The virtue signal of all virtue signals: liberals compare themselves to heroes of all past generations

Last week, legal scholar and philosopher Robert George had a thought-provoking series of Tweets on how people today would have responded to historical events had they lived through them.  

George says

I sometimes ask students what their position on slavery would have been had they been white and living in the South before abolition. Guess what? They all would have been abolitionists! They all would have bravely spoken out against slavery, and worked tirelessly against it. Of course, this is nonsense. Only the tiniest fraction of them, or of any of us, would have spoken up against slavery or lifted a finger to free the slaves. Most of them—and us—would have gone along. Many would have supported the slave system and happily benefited from it.

It’s easy to look back at history and assume we would have been righteous. There’s a meme I’ve seen on online that says “If you’ve ever wondered what you’d do during slavery, the Holocaust, or civil rights movement, you’re doing it right now.” 

Here’s a key difference for the social justice warriors of today. The popular culture supports you. There’s no pressure, or risk, or persecution to protest or be a social media activist. The media supports you, Hollywood supports you, athletes support you, academia supports you, and big corporations support you.  
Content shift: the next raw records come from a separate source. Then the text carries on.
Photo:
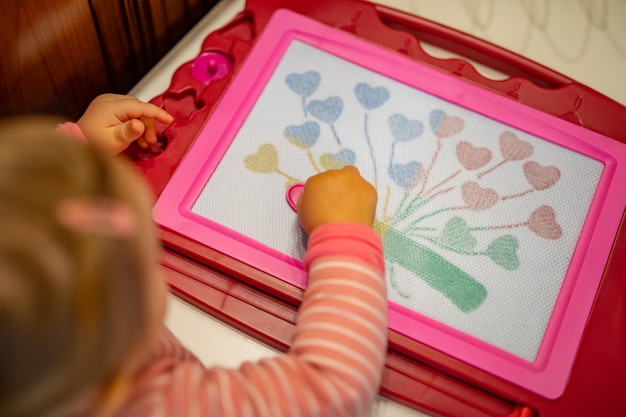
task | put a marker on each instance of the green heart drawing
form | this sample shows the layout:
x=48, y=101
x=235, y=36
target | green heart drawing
x=456, y=234
x=503, y=251
x=265, y=160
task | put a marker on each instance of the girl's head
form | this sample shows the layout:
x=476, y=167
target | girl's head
x=80, y=295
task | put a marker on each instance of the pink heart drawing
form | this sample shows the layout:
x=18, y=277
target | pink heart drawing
x=478, y=198
x=541, y=177
x=472, y=157
x=513, y=148
x=543, y=223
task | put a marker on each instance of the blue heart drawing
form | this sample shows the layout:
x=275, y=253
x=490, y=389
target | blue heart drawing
x=404, y=129
x=405, y=175
x=371, y=97
x=328, y=111
x=304, y=135
x=304, y=84
x=345, y=155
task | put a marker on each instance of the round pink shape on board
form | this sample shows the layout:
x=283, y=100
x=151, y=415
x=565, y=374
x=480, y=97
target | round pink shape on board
x=210, y=66
x=293, y=195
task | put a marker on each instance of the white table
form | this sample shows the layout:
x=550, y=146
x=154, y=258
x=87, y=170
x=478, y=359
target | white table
x=585, y=41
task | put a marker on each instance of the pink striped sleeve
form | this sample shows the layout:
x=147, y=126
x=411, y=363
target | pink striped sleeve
x=335, y=363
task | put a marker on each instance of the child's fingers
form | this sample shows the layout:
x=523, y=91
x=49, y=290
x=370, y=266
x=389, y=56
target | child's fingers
x=141, y=110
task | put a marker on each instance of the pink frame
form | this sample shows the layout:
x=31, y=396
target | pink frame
x=549, y=373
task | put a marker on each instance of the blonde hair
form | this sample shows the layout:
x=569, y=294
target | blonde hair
x=72, y=304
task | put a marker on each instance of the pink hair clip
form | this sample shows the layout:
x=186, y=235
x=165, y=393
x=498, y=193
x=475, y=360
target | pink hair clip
x=100, y=215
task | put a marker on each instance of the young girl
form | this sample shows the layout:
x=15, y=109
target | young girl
x=82, y=302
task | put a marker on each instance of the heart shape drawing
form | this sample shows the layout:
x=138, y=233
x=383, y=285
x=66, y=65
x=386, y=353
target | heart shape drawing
x=337, y=160
x=371, y=97
x=405, y=175
x=304, y=84
x=543, y=223
x=503, y=251
x=456, y=234
x=541, y=177
x=513, y=148
x=478, y=198
x=443, y=125
x=264, y=160
x=328, y=111
x=472, y=157
x=404, y=129
x=304, y=135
People want to compare this to the Civil Rights movement. Many of the protests and sit-ins were unpopular in public opinion from that era. The movement came at a cost. Where’s the cost in sharing a meme?

To quote again from George, he gives a good ethical test for how we would have truly responded in previous eras: 

I respond by saying that I will credit their claims if they can show evidence of the following: that in leading their lives today they have stood up for the rights of unpopular victims of injustice whose very humanity is denied, and where they have done so knowing: 

(1) that it would make them unpopular with their peers, (2) that they would be loathed and ridiculed by powerful, influential individuals and institutions in our society; (3) that they would be abandoned by many of their friends, (4) that they would be called nasty names, and (5) that they would risk being denied valuable professional opportunities as a result of their moral witness. In short, my challenge is to show where they have at risk to themselves and their futures stood up for a cause that is unpopular in elite sectors of our culture today.
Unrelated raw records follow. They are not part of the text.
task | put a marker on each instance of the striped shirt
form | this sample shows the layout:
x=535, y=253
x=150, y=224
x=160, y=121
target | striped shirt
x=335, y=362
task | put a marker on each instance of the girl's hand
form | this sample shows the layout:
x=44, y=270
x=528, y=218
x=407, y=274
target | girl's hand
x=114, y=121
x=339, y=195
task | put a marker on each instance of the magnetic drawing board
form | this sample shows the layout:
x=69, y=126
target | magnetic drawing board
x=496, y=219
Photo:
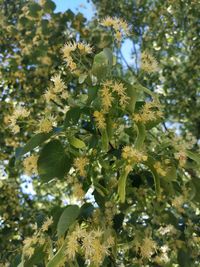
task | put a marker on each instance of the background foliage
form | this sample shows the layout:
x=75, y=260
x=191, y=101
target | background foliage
x=32, y=36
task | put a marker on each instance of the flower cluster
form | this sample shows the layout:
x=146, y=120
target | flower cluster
x=132, y=155
x=71, y=47
x=108, y=88
x=57, y=91
x=19, y=113
x=159, y=168
x=100, y=119
x=46, y=124
x=30, y=165
x=120, y=27
x=80, y=164
x=90, y=242
x=149, y=112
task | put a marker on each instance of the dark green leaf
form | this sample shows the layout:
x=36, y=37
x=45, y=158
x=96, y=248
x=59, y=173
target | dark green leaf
x=72, y=116
x=53, y=162
x=35, y=141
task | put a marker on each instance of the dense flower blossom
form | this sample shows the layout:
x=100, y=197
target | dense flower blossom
x=30, y=164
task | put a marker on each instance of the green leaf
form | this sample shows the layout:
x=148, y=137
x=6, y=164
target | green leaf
x=72, y=116
x=101, y=64
x=104, y=139
x=58, y=258
x=92, y=93
x=37, y=257
x=133, y=94
x=184, y=258
x=122, y=186
x=109, y=55
x=171, y=174
x=35, y=141
x=193, y=156
x=82, y=78
x=68, y=217
x=34, y=8
x=86, y=211
x=76, y=142
x=49, y=5
x=53, y=162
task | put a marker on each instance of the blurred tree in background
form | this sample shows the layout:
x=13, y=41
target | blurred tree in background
x=31, y=38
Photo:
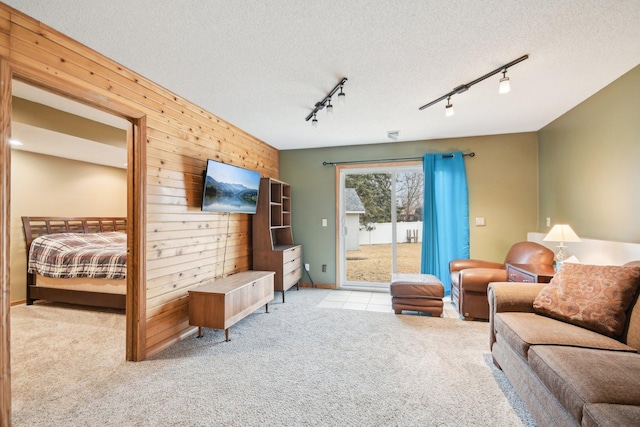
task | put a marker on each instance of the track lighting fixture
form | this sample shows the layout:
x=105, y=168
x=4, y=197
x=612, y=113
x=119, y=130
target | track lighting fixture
x=326, y=103
x=503, y=88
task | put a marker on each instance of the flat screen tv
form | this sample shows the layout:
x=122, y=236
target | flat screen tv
x=230, y=189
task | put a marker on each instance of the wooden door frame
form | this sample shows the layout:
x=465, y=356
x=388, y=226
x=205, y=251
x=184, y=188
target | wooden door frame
x=136, y=212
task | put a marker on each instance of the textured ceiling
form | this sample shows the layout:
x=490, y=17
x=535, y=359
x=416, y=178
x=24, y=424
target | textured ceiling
x=262, y=65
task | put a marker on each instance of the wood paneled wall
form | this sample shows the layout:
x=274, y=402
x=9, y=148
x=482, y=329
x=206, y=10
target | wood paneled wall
x=181, y=246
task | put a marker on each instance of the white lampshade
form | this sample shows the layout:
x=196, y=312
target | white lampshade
x=561, y=233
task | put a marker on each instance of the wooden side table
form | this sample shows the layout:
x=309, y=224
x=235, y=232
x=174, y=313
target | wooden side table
x=530, y=273
x=223, y=302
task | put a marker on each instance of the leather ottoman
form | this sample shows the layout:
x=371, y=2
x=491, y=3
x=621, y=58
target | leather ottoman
x=416, y=292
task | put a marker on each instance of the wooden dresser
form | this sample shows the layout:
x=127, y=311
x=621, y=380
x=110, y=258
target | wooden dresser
x=273, y=246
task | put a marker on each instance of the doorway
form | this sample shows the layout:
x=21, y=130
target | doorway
x=380, y=222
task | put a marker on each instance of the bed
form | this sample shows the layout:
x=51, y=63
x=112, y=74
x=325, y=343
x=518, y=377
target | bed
x=95, y=279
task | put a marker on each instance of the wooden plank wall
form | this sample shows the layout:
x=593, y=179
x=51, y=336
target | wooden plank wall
x=184, y=246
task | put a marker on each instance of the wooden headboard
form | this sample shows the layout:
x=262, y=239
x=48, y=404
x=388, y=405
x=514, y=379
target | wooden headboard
x=36, y=226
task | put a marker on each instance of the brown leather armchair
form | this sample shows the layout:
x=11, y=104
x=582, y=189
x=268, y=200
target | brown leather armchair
x=470, y=278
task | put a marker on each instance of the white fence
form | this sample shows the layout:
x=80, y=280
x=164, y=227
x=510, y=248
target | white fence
x=382, y=233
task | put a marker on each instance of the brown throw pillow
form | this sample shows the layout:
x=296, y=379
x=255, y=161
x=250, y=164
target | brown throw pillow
x=595, y=297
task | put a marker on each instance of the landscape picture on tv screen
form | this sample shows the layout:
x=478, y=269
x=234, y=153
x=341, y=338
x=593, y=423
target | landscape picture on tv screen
x=229, y=188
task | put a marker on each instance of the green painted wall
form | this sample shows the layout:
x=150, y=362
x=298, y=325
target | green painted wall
x=502, y=179
x=589, y=173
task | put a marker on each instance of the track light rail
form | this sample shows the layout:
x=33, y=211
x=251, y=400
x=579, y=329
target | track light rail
x=465, y=87
x=320, y=105
x=405, y=159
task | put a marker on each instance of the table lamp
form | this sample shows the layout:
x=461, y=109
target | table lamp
x=561, y=233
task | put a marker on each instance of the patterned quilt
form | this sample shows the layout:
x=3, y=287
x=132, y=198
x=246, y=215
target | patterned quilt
x=64, y=255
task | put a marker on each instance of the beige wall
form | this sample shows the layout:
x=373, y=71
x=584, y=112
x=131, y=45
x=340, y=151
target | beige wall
x=38, y=115
x=502, y=179
x=51, y=186
x=589, y=173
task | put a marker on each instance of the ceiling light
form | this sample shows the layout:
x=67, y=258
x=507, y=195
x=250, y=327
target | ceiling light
x=465, y=87
x=329, y=107
x=342, y=99
x=505, y=86
x=326, y=102
x=448, y=110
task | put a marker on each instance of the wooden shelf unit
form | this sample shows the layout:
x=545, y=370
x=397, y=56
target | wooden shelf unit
x=273, y=246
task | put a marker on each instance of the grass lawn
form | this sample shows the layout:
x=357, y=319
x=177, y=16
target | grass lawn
x=372, y=263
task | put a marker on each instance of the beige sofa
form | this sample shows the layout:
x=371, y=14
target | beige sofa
x=570, y=348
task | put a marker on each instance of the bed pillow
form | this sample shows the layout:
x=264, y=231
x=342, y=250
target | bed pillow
x=595, y=297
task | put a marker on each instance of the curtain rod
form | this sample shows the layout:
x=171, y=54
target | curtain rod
x=472, y=154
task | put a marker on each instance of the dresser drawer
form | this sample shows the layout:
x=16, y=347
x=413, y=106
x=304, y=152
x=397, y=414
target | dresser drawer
x=292, y=265
x=519, y=276
x=291, y=278
x=291, y=254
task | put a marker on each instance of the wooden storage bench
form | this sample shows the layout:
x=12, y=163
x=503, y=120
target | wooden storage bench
x=221, y=303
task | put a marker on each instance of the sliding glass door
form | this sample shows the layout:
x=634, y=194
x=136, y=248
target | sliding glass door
x=380, y=224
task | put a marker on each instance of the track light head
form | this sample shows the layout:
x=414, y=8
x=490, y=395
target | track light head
x=341, y=97
x=505, y=86
x=448, y=110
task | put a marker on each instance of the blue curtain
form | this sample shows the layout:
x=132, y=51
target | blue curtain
x=445, y=227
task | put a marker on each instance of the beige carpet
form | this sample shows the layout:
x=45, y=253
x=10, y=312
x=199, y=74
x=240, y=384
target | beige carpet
x=299, y=365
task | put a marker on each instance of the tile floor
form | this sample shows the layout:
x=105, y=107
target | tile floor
x=372, y=301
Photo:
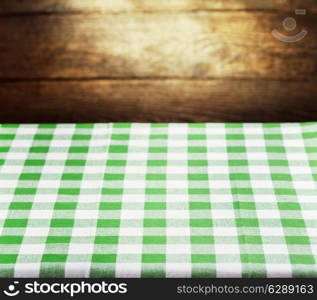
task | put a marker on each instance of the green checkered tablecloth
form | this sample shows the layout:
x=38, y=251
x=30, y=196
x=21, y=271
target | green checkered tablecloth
x=158, y=200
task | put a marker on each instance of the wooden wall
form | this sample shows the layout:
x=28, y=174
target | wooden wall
x=158, y=61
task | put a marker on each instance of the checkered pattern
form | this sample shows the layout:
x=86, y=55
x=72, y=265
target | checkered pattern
x=158, y=200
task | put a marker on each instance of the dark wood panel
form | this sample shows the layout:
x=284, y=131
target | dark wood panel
x=164, y=45
x=158, y=101
x=115, y=6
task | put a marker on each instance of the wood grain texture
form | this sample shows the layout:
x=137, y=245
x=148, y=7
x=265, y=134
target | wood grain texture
x=163, y=45
x=156, y=61
x=119, y=6
x=158, y=101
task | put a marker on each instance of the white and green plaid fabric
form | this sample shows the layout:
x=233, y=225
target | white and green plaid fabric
x=158, y=200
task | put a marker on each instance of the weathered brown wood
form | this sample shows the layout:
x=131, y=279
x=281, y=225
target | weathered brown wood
x=164, y=45
x=115, y=6
x=158, y=101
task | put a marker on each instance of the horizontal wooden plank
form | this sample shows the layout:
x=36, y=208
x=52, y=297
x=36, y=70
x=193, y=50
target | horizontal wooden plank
x=158, y=101
x=180, y=45
x=115, y=6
This is an important distinction. When we act like we would have been leading the charge in previous eras, when we want to say that we would have been virtuous in previous eras, we need to consider the context of that time and the cost of our beliefs. Because there’s little real cost in the current climate. For instance, when people want to talk about this as being similar to how they would have responded to the Holocaust consider that during the Holocaust and the Third Reich, almost 80,000 Germans were executed for being part of the resistance. People paid the ultimate price to stand up against Hitler. Where’s the cost in a hashtag?  
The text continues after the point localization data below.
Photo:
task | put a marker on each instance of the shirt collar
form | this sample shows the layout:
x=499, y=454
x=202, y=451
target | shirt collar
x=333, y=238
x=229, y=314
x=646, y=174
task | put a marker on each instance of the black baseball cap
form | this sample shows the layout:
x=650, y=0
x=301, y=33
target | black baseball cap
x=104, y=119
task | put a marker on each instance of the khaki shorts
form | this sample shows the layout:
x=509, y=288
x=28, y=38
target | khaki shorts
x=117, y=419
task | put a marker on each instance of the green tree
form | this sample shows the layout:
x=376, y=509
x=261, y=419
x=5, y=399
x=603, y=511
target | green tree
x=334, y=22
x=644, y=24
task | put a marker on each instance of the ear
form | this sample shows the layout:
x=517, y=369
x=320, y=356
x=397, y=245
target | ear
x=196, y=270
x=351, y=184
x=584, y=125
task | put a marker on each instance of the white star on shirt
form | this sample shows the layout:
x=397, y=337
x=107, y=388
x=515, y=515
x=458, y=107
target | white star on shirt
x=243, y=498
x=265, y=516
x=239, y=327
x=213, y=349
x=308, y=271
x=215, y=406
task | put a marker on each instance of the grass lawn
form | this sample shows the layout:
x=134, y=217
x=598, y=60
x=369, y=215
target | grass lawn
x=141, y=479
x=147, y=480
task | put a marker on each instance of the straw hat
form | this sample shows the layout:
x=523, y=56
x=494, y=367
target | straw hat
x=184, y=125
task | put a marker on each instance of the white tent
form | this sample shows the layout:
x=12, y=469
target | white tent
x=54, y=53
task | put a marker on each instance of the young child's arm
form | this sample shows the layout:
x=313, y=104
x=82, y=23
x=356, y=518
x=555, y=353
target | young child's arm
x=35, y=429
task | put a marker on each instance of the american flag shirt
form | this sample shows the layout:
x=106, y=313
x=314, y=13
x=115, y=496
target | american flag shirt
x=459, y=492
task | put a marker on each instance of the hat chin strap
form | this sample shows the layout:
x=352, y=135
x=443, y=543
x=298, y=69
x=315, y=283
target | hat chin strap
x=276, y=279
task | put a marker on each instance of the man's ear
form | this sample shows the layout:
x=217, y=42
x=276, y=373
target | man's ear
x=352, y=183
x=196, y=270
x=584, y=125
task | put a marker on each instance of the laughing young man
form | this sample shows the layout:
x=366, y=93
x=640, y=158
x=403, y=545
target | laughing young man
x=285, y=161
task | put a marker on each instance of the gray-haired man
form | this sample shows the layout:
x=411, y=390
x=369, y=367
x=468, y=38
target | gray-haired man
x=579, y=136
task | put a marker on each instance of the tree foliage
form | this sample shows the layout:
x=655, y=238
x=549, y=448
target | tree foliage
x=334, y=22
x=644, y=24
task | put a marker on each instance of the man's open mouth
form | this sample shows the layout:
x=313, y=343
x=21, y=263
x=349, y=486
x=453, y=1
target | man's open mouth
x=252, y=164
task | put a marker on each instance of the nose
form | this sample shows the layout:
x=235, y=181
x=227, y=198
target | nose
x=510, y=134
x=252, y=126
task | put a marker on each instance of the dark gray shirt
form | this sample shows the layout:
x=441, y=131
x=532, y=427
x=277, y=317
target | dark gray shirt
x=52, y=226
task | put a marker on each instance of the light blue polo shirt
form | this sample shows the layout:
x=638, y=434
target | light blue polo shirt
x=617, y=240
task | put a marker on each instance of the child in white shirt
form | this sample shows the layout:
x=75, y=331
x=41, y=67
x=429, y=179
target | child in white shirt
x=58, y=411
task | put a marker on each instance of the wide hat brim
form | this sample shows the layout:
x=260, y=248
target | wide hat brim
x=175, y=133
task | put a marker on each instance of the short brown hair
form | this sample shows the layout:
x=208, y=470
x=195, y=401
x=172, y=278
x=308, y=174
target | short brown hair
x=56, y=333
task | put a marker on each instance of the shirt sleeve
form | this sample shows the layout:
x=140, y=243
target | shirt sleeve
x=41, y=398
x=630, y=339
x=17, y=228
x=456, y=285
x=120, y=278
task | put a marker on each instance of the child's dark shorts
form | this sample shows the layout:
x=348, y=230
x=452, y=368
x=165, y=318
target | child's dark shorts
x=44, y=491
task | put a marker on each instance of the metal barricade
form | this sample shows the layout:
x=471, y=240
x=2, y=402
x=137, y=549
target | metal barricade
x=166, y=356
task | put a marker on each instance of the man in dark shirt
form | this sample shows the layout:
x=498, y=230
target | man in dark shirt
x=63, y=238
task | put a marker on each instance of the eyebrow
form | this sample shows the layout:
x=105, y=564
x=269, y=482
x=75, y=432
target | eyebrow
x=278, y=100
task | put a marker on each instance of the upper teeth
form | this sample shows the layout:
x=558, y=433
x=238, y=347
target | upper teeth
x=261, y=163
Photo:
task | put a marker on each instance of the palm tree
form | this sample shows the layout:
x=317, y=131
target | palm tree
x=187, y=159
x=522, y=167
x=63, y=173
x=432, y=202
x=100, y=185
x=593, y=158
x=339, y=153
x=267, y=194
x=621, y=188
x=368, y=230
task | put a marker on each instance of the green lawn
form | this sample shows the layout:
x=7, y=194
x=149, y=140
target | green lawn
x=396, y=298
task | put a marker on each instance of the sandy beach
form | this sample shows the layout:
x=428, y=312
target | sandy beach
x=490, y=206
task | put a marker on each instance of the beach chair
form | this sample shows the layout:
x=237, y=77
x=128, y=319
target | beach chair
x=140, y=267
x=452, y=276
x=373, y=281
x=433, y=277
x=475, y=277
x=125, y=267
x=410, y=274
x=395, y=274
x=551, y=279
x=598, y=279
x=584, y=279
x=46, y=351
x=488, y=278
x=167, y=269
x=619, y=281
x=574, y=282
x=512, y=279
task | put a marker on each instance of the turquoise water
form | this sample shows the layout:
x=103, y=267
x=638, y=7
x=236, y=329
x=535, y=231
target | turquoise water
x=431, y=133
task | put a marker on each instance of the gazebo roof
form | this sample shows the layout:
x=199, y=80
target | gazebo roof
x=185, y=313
People want to compare this to how they would have responded in the Civil War. 360,000 soldiers died for the Union. That was roughly one percent of the entire U.S. population at the time. Men paid the ultimate price to preserve our nation and end slavery. Where’s the cost in telling people a bunch of books they should read or in watching a documentary?  

People want to compare this to the Civil Rights movement. Many of the protests and sit-ins were unpopular in public opinion from that era. The movement came at a cost. Where’s the cost in sharing a meme?  

In the civil rights movement, they protested against actual systemic racism. Today social justice warriors fight against inequality which they say is the result of current systematic racism, and there are people who want to compare the two eras as being moral equivalents. 

When people want to compare their efforts today to past social movements, it’s showing an ignorance of history and it’s also showing delusions of grandeur. Progressives like to believe that everyone is immoral except for them and that they would have been righteous at all times.  

We judge people form the past because they don’t adhere to our current standards. And when I say current, I mean that literally. Current as in today because the standards of progressivism are an ever-moving target. There weren’t serious efforts to defund, or dismantle, or destroy the police a year ago. There weren’t major popular efforts to tear down monuments five years ago. There was not a major war on our history ten years ago. But progressives continue to shift their values and they fight a culture war where there is no grace or redemption given to past people who did not perfectly adhere to these standards of today while progressives allow themselves to continue changing what matters and what’s right.